NOUVELLES
22/04/2015 06:24 EDT | Actualisé 22/06/2015 01:12 EDT

C1 - Le Bayern a encore des ressources pour viser le triplé

En passant comme un ouragan sur Porto (6-1) en quart de finale retour de Ligue des champions, le Bayern Munich a montré qu'il avait les ressources physiques et mentales pour surmonter les phases les plus critiques et prétendre au triplé C1-championnat-Coupe d'Allemagne, comme en 2013.

"Je suis un homme heureux", a lancé le coach Pep Guardiola après le match, encore sous le coup de l'impressionnante démonstration de force de sa troupe pour renverser la vapeur après la gifle (3-1) du match aller.

En une soirée magique, le Catalan de 44 ans a pris une revanche sur le mauvais sort, qui frappait son effectif à travers l'accumulation des blessures de joueurs-cadres, et sur les sceptiques qui parlaient déjà de crise après le revers à Porto suivi de la démission du médecin historique du club, Hans-Wilhelm Müller-Wohlfahrt, en conflit avec lui.

Le géant bavarois a réussi le troisième carton de sa saison européenne, après la fantastique nuit romaine du 21 octobre lorsqu'il avait étrillé l'AS Rome en passant déjà un 5-0 à la pause (7-1 au final), puis celle du 11 mars contre Donetsk (7-0), facilitée par un adversaire réduit à dix dès les premières minutes.

Couvert de louanges en Allemagne, qualifié de "bénédiction pour le Bayern" par son patron Karl-Heinz Rummenigge, Guardiola a été loué jusqu'au Nou Camp où son ancien club, le Barça s'est aussi hissé en demies mardi soir.

"Je suis très heureux que Guardiola soit passé parce que j'aime qu'il arrive de bonnes choses à mes amis. De plus, après que beaucoup de gens l'ont donné pour mort, son équipe marque six buts avec beaucoup d'absents, a souligné Luis Enrique, le nouveau guide du Barça. Cela démontre quel entraîneur il est et quelle équipe est le Bayern".

- Brillant Bernat -

Guardiola avait promis de trouver une solution, un plan pour percer les rideaux défensifs portugais, même avec un groupe diminué depuis plus d'un mois par les blessures.

Et "Pep" a tenu parole pour décrocher sa 6e demi-finale de rang, après les quatre avec le Barça (2009 à 2012) et celle de sa première saison bavaroise l'an dernier.

Contrairement à l'aller, le Bayern ne s'est pas perdu dans une domination stérile.
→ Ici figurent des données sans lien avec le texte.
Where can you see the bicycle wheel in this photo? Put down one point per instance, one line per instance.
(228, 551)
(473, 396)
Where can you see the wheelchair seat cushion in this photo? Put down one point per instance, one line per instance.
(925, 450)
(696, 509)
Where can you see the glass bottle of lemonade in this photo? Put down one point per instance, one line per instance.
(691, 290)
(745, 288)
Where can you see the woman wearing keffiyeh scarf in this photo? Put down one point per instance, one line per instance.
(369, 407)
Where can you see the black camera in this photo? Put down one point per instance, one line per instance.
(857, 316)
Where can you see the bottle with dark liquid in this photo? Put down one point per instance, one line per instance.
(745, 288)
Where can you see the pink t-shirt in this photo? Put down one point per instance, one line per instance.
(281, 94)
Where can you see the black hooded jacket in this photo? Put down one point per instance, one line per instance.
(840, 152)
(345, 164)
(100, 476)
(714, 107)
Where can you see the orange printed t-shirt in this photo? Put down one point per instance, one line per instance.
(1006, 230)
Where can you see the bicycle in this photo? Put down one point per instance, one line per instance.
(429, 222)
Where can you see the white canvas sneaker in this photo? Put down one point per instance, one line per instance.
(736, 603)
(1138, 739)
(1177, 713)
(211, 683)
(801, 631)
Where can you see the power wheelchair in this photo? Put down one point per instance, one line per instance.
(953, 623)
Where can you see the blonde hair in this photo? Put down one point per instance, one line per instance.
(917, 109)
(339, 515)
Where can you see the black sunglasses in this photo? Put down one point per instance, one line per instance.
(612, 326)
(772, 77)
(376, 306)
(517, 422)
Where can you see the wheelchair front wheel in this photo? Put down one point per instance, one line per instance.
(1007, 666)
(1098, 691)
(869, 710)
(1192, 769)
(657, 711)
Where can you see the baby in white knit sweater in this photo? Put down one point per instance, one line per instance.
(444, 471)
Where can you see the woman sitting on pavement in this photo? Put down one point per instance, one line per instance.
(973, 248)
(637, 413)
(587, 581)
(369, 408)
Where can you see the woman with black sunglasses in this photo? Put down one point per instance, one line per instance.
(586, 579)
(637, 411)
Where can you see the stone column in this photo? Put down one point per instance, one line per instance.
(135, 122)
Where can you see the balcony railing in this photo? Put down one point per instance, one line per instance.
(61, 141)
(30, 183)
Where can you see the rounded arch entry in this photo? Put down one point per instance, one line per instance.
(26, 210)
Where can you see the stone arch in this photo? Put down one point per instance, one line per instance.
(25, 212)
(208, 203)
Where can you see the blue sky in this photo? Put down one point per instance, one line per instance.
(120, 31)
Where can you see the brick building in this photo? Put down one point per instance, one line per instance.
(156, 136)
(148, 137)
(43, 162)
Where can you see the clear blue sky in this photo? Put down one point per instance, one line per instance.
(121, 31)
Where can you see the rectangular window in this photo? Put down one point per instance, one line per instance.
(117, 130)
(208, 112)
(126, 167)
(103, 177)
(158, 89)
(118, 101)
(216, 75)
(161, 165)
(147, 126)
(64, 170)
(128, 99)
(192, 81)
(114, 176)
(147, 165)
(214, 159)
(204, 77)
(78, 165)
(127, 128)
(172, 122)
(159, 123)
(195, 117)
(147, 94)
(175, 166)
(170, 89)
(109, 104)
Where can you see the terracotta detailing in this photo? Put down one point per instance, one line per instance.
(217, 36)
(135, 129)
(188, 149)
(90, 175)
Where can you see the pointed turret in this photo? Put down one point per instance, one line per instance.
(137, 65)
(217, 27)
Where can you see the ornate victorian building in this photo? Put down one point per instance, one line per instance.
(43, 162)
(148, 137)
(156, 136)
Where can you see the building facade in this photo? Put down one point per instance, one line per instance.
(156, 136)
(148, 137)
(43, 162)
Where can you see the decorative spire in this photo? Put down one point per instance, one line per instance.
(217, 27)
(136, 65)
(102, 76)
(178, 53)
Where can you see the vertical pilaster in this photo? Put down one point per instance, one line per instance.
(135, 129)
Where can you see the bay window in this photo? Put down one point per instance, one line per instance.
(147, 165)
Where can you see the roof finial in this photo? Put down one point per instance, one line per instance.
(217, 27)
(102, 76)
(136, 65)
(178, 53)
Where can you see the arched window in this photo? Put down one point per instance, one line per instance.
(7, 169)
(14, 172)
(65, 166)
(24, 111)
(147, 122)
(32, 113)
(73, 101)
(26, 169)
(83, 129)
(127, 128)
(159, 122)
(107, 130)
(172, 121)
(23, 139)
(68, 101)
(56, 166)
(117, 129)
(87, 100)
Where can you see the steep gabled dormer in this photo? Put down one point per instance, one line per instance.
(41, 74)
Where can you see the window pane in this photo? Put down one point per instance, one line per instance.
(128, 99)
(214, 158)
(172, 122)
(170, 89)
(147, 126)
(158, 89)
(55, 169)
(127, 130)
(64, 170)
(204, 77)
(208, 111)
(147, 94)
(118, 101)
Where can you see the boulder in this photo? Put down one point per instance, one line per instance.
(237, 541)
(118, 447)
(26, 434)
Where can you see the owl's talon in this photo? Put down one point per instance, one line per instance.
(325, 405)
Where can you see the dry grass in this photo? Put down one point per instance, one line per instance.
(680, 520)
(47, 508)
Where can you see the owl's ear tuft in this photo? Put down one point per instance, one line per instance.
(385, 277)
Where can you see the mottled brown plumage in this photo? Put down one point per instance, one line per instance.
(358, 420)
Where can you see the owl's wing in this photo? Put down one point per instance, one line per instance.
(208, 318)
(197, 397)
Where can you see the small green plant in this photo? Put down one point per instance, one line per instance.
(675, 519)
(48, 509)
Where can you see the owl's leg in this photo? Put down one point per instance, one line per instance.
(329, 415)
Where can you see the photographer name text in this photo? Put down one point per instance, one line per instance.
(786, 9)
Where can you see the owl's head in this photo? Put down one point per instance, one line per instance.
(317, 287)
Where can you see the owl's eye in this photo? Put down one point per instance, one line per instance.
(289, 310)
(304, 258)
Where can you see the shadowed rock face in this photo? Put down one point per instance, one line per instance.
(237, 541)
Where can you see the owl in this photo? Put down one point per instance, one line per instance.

Il a écarté le jeu sur les flancs avec Philipp Lahm à droite et Juan Bernat à gauche, qui ont presque fait oublier l'absence du duo Ribéry-Robben, convalescents et toujours spectateurs.

Devant, la paire Lewandowski-Müller a multiplié les combinaisons pour torturer la défense des "Dragons", récompensée au final de trois buts dont un doublé pour l'avant-centre polonais.

Le petit latéral Bernat a brillé de mille feux, particulièrement durant la première période de folie (5 buts), délivrant le centre parfait repris de la tête par Thiago Alcantara pour mettre le Bayern sur orbite dès le premier quart d'heure.

- Retrouvailles Guardiola-Barça? -

Pour sa sixième apparition cette saison, Thiago, l'homme du but de l'espoir à l'aller, a confirmé être revenu au niveau du talentueux stratège que "Pep" voulait à tout prix dans son effectif bavarois, mais qui avait succombé aux blessures durant près d'un an.

De quoi surprendre même son entraîneur: "après un an de blessure, on ne l'attendait pas aussi vite en top forme. Thiago a de grosses qualités de battant mais c'est surtout quelqu'un qui, dans sa tête, est persuadé que tout est possible".

Le Catalan peut désormais envisager le retour en jeu du meneur d'hommes Bastian Schweinsteiger, réapparu sur le banc mardi, voire de Robben et/ou Ribéry, d'ici les demi-finales pour lesquelles il s'est refusé à tout commentaire sur de possibles retrouvailles avec le Barça.

"On verra le verdict du tirage au sort (vendredi, ndlr), ce n'est pas quelque chose qu'on peut contrôler", a-t-il dit, tourné déjà vers le match de samedi contre le Hertha Berlin où il peut s'assurer son 2e titre national. "Le plus important pour moi", a-t-il souligné.